Math and science::INF ML AI
Entropy of an ensemble
The entropy of an ensemble, \( X = (x, A_x, P_x) \), is defined to be the average Shannon information content over all outcomes:
\[ H(X) = \sum_{x \in A_x}P(x) \log \frac{1}{P(x)} \]
Properties of entropy:
- \( H(X) \geq 0 \) with equality iff some outcome has probability 1.
- Entropy is maximized if the probability of outcomes is uniform.
- The Entropy is less than the log of the number of outcomes.

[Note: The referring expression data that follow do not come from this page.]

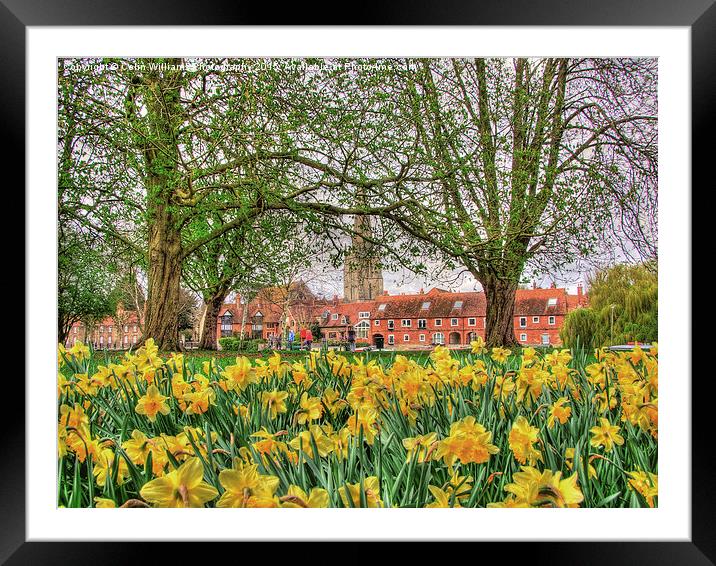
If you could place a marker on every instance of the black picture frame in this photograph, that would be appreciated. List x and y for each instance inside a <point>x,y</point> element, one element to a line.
<point>698,15</point>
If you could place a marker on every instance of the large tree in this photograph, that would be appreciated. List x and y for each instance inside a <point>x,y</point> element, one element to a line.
<point>162,143</point>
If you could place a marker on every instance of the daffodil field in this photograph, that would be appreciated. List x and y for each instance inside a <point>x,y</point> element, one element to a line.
<point>479,428</point>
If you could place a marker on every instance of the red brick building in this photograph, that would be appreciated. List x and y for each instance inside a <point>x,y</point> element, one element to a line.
<point>407,321</point>
<point>273,311</point>
<point>119,332</point>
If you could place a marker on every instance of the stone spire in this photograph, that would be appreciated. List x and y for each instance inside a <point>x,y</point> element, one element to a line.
<point>362,275</point>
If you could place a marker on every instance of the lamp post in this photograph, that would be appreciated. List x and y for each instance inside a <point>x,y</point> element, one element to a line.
<point>611,308</point>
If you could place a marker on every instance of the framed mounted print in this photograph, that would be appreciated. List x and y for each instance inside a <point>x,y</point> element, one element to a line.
<point>402,275</point>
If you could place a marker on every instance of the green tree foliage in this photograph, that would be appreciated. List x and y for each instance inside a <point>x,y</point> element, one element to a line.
<point>84,280</point>
<point>623,308</point>
<point>488,165</point>
<point>580,329</point>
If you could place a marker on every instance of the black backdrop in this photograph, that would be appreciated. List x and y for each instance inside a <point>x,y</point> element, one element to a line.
<point>699,15</point>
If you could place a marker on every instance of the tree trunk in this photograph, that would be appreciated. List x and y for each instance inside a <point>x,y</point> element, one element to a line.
<point>211,316</point>
<point>499,322</point>
<point>165,267</point>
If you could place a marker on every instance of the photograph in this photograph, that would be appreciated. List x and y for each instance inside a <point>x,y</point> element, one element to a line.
<point>357,282</point>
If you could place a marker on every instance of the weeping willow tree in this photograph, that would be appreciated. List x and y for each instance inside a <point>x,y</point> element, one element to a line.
<point>623,308</point>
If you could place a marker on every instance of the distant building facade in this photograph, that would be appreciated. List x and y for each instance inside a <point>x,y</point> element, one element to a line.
<point>119,332</point>
<point>413,321</point>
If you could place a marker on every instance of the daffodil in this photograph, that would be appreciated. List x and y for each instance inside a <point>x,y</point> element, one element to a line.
<point>500,355</point>
<point>558,412</point>
<point>240,375</point>
<point>311,409</point>
<point>353,496</point>
<point>183,487</point>
<point>478,346</point>
<point>441,498</point>
<point>521,439</point>
<point>645,483</point>
<point>296,497</point>
<point>246,487</point>
<point>606,435</point>
<point>420,446</point>
<point>103,503</point>
<point>274,402</point>
<point>545,489</point>
<point>152,403</point>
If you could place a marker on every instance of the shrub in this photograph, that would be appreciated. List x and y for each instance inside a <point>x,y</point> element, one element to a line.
<point>235,344</point>
<point>580,329</point>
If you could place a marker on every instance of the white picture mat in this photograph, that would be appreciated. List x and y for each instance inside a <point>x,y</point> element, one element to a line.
<point>671,521</point>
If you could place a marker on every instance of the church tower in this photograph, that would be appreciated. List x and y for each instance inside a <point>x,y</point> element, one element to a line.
<point>362,274</point>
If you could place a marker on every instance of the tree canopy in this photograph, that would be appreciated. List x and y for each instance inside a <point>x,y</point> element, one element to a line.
<point>494,166</point>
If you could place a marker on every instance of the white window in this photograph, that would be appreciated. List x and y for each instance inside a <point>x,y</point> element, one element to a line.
<point>362,329</point>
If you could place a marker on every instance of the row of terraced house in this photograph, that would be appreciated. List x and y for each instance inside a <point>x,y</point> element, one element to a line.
<point>404,321</point>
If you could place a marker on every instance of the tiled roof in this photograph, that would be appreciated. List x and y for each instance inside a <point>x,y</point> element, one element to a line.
<point>438,302</point>
<point>441,305</point>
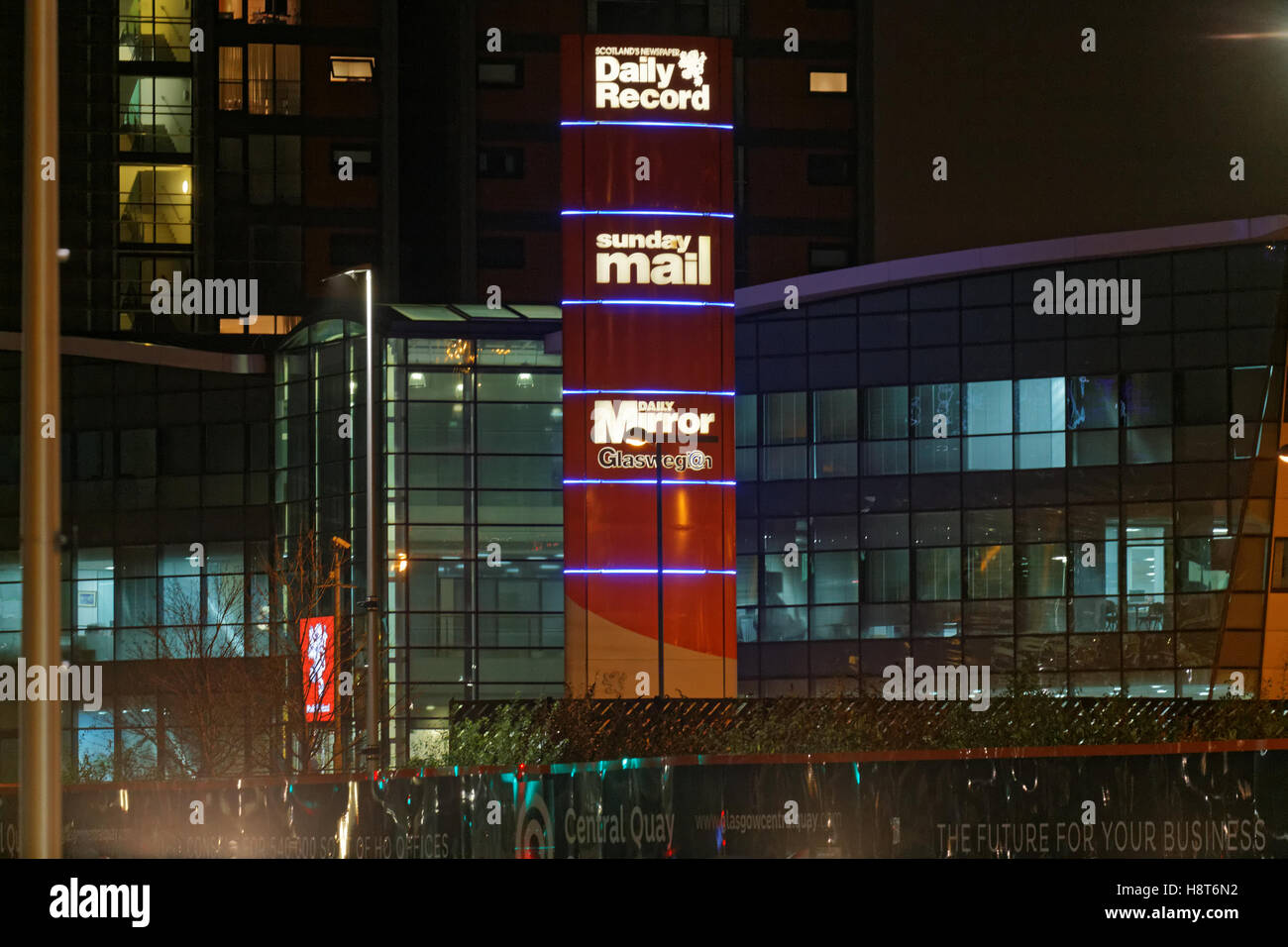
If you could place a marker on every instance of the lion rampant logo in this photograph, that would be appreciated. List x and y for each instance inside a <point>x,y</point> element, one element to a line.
<point>692,64</point>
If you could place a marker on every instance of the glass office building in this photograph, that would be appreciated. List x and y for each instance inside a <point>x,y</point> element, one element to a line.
<point>927,468</point>
<point>971,482</point>
<point>472,478</point>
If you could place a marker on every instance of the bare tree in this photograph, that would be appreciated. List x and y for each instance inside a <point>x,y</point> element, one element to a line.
<point>305,578</point>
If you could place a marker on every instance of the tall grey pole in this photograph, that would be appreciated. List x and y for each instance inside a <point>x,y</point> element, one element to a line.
<point>40,791</point>
<point>373,600</point>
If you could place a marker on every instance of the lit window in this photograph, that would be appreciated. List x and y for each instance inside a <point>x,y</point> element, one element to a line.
<point>147,34</point>
<point>230,77</point>
<point>155,114</point>
<point>273,12</point>
<point>273,78</point>
<point>155,204</point>
<point>263,325</point>
<point>352,68</point>
<point>828,81</point>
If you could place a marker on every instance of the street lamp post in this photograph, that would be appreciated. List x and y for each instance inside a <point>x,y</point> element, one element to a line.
<point>373,602</point>
<point>40,791</point>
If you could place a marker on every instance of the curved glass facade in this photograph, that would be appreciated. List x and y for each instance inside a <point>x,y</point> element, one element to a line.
<point>970,482</point>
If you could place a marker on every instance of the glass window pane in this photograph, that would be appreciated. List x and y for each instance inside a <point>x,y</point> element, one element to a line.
<point>988,407</point>
<point>939,574</point>
<point>745,419</point>
<point>785,418</point>
<point>836,577</point>
<point>881,530</point>
<point>988,453</point>
<point>836,460</point>
<point>1039,570</point>
<point>885,412</point>
<point>1147,398</point>
<point>991,571</point>
<point>1093,402</point>
<point>885,575</point>
<point>884,458</point>
<point>1041,403</point>
<point>935,410</point>
<point>1039,451</point>
<point>785,463</point>
<point>836,415</point>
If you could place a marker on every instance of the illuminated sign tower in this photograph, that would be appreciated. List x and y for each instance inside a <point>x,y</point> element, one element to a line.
<point>648,401</point>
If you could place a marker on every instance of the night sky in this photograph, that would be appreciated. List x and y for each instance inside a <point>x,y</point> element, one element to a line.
<point>1046,141</point>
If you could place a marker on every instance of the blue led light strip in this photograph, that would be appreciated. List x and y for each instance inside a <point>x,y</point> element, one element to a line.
<point>665,483</point>
<point>639,302</point>
<point>653,124</point>
<point>648,573</point>
<point>645,213</point>
<point>644,390</point>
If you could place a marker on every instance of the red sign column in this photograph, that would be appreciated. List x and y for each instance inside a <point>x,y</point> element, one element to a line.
<point>648,367</point>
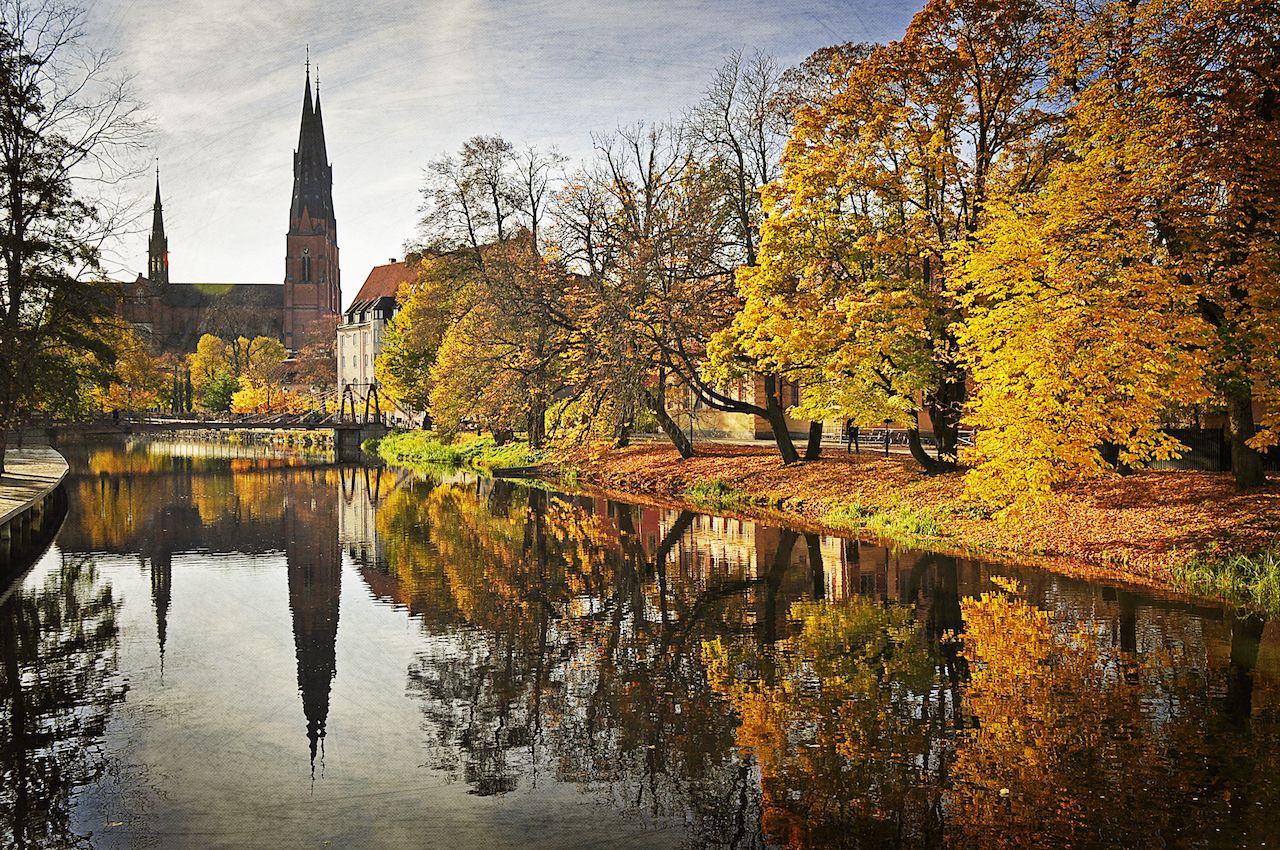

The last two points can be expressed as:
\[H(X) \leq \log(|A_x|) \text{, with equality iff all outcomes have probability } \frac{1}{|A_x|} \]
Proof on the back side.
Proof that \( H(X) \leq \log(|A_x|) \):
First note that:
\[
\begin{align*}
E[\frac{1}{P(X)}] &= \sum_{i \in A_x} P(i) \frac{1}{P(i)} \\
&= \sum_{i \in A_x} 1 \\
&= |A_x| \\
\end{align*}
\]
Now then:
\[
\begin{align*}
H(X) &= \sum_{i \in A_x} P(i) \log\frac{1}{P(i)} \\
&= \sum_{i \in A_x}P(i)f(\frac{1}{P(i)}) \\
\end{align*}
\]
Where \( f(u) = \log(u) \) is a concave function. Then, Using Jensen's inequality we can say:
\[
\begin{align*}
H(X) &= E[f(\frac{1}{P(X)})] \\
&\leq f(E[\frac{1}{P(X)}]) \\
&= \log(|A_x|)
\end{align*}
\]
Perspectives on entropy:
- If \( X \) is a random variable, we can create another random variable, let's call it \( Y \), by applying a fuction to the outcomes, \( Y = f(X) \). What if this function depended not on the value of the outcome, but on the probability of the outcome? As there is a function P that maps outcomes to probabilities, we could create a random variable \( Y = P(X) \). For Shannon information content and entropy, we create the variable \( Y = \log \frac{1}{P(X)} \). The entropy is the expected value of this random variable.